Surface-to-Mass Coupling Is Robust with Respect to Drug-Induced Changes of Cell Dimensions.

Next, we tested whether the observed surface-to-mass coupling was also robust with respect to nonphysiological perturbations of cell dimensions. To increase cell width and decrease S/V in E. coli, we transiently inhibited the peptidoglycan-inserting multienzyme Rod complex responsible for rod-like cell shape using the small molecule A22 (37, 38) and took snapshots after one mass-doubling time (∼70 min) (Fig. 3). To decrease S/V further, we additionally inhibited division. S/M remains constant over an almost twofold range of single-cell S/V values (Fig. 3), while mass density changes in proportion to S/V (Fig. 3).
Fig. 3.

Perturbation of cell shape demonstrates robust surface-to-mass coupling despite variations of dry-mass density. (A–C) Snapshots (phase contrast) (A), surface-to-mass ratio (B), and dry-mass density (C) of cells (S290) grown for one mass-doubling time after inducing a shape change through the rod-shape–perturbing drug A22 and/or sulA expression in MM + glucose + CAA batch culture.

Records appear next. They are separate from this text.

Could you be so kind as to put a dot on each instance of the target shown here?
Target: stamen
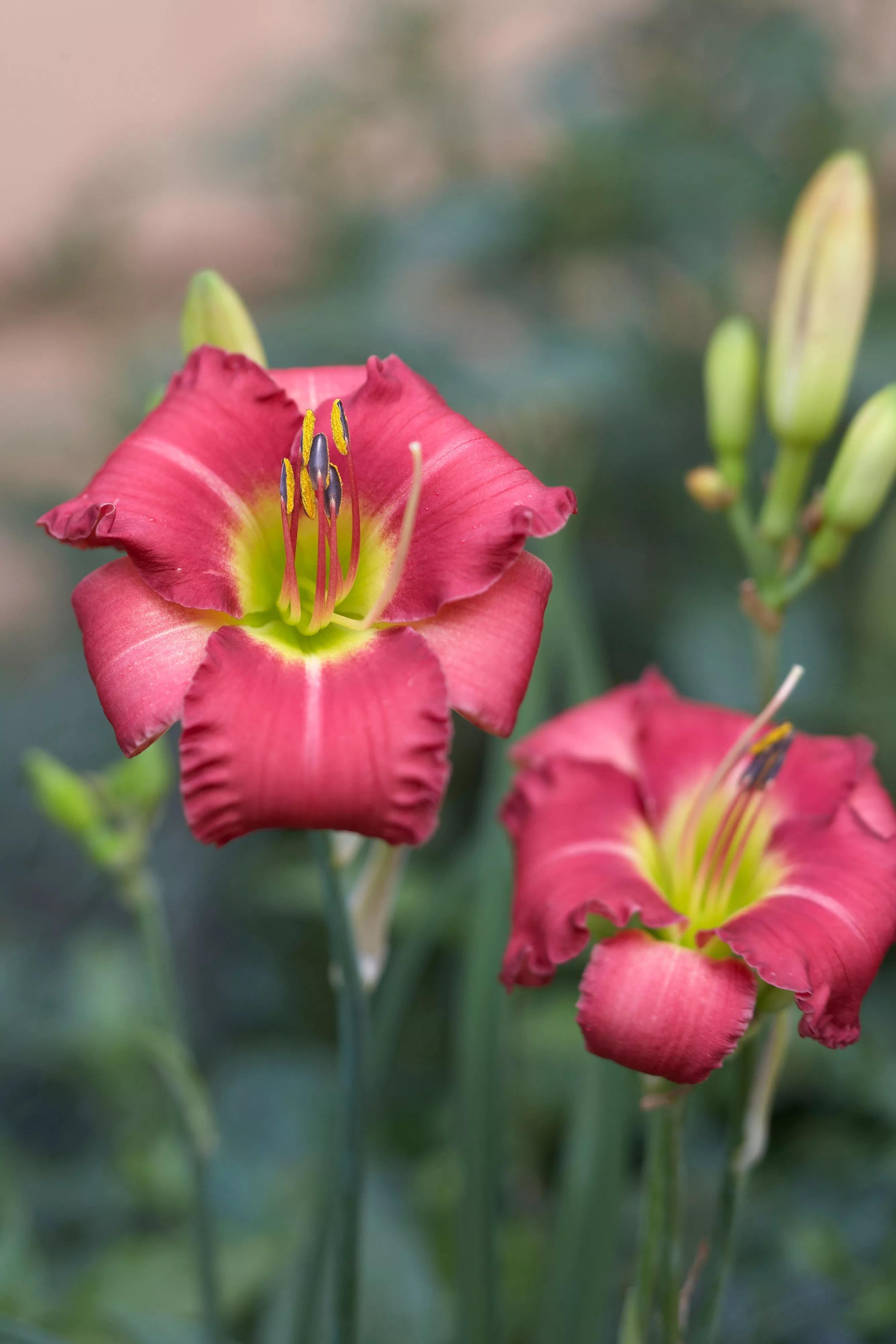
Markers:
(343, 442)
(397, 568)
(289, 601)
(734, 755)
(308, 435)
(332, 502)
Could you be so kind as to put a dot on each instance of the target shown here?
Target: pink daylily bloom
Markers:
(780, 869)
(312, 648)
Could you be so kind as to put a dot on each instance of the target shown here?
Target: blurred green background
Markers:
(545, 210)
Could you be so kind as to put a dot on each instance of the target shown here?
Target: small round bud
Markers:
(731, 385)
(821, 302)
(141, 783)
(63, 796)
(709, 487)
(215, 315)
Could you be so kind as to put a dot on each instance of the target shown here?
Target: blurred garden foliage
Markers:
(561, 295)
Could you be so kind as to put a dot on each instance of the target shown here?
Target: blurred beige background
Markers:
(121, 178)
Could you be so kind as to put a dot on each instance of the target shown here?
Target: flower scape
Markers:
(312, 658)
(752, 859)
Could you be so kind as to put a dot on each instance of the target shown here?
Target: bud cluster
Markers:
(817, 321)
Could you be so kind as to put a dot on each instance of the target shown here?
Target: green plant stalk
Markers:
(352, 1101)
(657, 1276)
(140, 893)
(757, 1069)
(786, 490)
(585, 1240)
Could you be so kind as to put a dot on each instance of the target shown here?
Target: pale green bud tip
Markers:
(866, 466)
(731, 384)
(141, 782)
(821, 302)
(61, 795)
(709, 489)
(215, 315)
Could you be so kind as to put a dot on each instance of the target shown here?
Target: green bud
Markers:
(864, 467)
(215, 315)
(860, 479)
(731, 384)
(63, 796)
(821, 300)
(143, 782)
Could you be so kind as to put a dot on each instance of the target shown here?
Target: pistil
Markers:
(343, 442)
(289, 603)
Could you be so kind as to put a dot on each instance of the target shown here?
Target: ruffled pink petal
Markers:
(141, 651)
(682, 743)
(574, 826)
(308, 388)
(487, 646)
(347, 744)
(179, 489)
(662, 1009)
(824, 931)
(477, 507)
(605, 729)
(872, 806)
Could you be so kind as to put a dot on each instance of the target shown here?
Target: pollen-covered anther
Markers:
(289, 603)
(766, 757)
(317, 463)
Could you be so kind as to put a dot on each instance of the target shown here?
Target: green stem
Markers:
(659, 1271)
(140, 893)
(786, 491)
(756, 1069)
(760, 558)
(352, 1088)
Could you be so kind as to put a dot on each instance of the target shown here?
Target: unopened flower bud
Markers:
(860, 479)
(821, 302)
(215, 315)
(731, 385)
(709, 487)
(63, 796)
(141, 783)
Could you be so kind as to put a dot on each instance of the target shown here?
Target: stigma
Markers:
(309, 474)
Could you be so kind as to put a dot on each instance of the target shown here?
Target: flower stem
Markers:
(757, 1069)
(585, 1243)
(352, 1089)
(659, 1271)
(768, 647)
(140, 893)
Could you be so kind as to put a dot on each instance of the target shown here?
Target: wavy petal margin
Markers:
(664, 1010)
(824, 931)
(574, 826)
(178, 491)
(488, 644)
(141, 651)
(477, 506)
(352, 744)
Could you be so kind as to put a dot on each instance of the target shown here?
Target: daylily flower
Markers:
(311, 655)
(749, 857)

The stars and colors in B and C correspond to specific cells in A. (D–F) Timelapse of filamenting cells (S290) in RDM as a function of time since A22 treatment. (D) Snapshots (phase contrast) demonstrate detachment of the cytoplasmic membrane (arrows) and drop of turgor. (E) Relative increase of volume, mass, surface, and length. (F) Relative change of mass density, S/M, S/V, and width. Shaded regions: S/M constant (yellow) and plasmolysis (gray). (G and H) Contribution of turgor to long-term changes of S/M for WT cells grown in RDM. (G) Relative change of S/M at different time points during A22 treatment and sulA induction (S290) from single-cell snapshots. (H) Relative change of surface area after hypo-osmotic shocks in fluidic channels (250 mOsm, through 10× dilution of growth medium) applied to cells extracted at the indicated time points in G (solid, yellow), in comparison to control cells (dashed, black). (I) Snapshots of C. crescentus (CB15) treated with A22 (2 μg/mL) for different durations in PYE. Relative change of mass density, S/M, S/V, and width ( has conversion factors to absolute values; Solid lines + shadings = average ± 2 × SEM).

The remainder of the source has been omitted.